Kaylee can’t stop herself. Kaylee is stuck. She’s a complicated character who doesn’t speak much, which means that audiences must lean in to make sense of what’s happening as her plan unfolds. Kaylee has done her homework. She’s identified the pimps who pair underage (“off the boat”Native girls willing to pay for the fetish. But Kaylee has a lot less control over the situation than she thinks she does, and it can be agonizing to watch this woman, strong but hardly invincible, sacrifice herself to this underworld hoping for clues to Weeta’s whereabouts.

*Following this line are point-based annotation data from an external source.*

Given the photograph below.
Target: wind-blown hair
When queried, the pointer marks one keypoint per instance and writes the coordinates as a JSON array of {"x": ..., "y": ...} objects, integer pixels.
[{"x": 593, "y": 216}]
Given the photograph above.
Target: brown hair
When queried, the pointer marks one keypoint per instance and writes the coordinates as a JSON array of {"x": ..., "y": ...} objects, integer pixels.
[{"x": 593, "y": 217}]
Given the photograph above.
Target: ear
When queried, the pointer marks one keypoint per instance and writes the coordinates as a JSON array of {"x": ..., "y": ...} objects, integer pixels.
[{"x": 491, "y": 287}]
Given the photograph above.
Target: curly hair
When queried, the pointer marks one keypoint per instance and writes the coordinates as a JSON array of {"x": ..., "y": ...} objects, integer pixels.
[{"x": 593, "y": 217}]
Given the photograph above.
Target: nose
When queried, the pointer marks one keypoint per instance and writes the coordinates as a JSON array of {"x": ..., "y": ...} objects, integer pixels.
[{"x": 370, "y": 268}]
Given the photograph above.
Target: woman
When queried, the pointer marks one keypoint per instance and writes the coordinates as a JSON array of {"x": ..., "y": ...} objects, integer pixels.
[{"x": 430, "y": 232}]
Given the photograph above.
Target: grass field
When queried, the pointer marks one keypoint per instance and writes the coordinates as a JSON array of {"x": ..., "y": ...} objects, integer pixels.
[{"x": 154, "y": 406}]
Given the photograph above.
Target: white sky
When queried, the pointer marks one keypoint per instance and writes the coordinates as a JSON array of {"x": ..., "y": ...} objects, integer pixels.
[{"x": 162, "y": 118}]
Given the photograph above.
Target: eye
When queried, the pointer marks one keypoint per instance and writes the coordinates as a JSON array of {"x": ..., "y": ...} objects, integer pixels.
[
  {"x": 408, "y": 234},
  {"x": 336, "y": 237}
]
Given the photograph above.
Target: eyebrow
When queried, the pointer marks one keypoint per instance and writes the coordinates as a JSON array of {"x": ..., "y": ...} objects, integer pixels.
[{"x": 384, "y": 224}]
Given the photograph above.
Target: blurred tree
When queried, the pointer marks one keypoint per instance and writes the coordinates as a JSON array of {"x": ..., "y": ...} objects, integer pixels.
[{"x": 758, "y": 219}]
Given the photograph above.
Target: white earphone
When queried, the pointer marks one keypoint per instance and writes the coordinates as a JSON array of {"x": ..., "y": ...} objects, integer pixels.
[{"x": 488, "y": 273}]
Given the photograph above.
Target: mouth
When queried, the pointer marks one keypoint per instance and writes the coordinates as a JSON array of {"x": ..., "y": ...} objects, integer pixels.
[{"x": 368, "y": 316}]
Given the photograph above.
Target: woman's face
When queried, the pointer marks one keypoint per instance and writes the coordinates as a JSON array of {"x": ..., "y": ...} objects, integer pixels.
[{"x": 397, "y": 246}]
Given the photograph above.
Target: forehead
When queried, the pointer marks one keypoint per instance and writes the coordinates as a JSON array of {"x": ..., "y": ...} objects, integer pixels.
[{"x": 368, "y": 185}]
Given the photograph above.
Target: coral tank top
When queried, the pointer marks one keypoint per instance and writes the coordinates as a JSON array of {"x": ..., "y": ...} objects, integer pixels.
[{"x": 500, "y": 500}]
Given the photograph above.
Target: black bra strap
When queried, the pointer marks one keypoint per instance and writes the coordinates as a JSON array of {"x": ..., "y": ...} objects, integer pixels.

Wladyka doesn’t sugarcoat anything, assuming audiences are tough enough to take it all in. Sometimes the film feels like a gut punch. can leave you feeling as if you’ve swallowed the anger-honed razor blade of Kaylee’s guilt. Whether it’s justice or atonement she seeks, the tension slices you up from the inside, rendered all the more ominous by composer Nathan Halpern. We are not allowed to have sex, but the director forces us to face the consequences. Instead of cutting away, he twists the knife — quite literally, in one scene. In another, a shotgun blast nearly takes off a character’s head, after which the camera cuts back to the corpse for a few seconds, letting the damage sink in.

In this movie, no one is able to rise from the dead. Bullets are sharp, fast and deadly. It’s effective, but also upsetting — as violence should be. Kaylee’s dream may be to get back in the ring, to have her mom by her side (as opposed to quietly wishing it was Kaylee who’d been taken, versus favored child Weeta). But Reis’ dream is to put an end to this kind of mistreatment, to show audiences a different side of the Native experience. Wladyka and Reis make an amazing team, challenging stereotypes and opening minds through their serious-minded collaboration. In a word, it’s a knockout.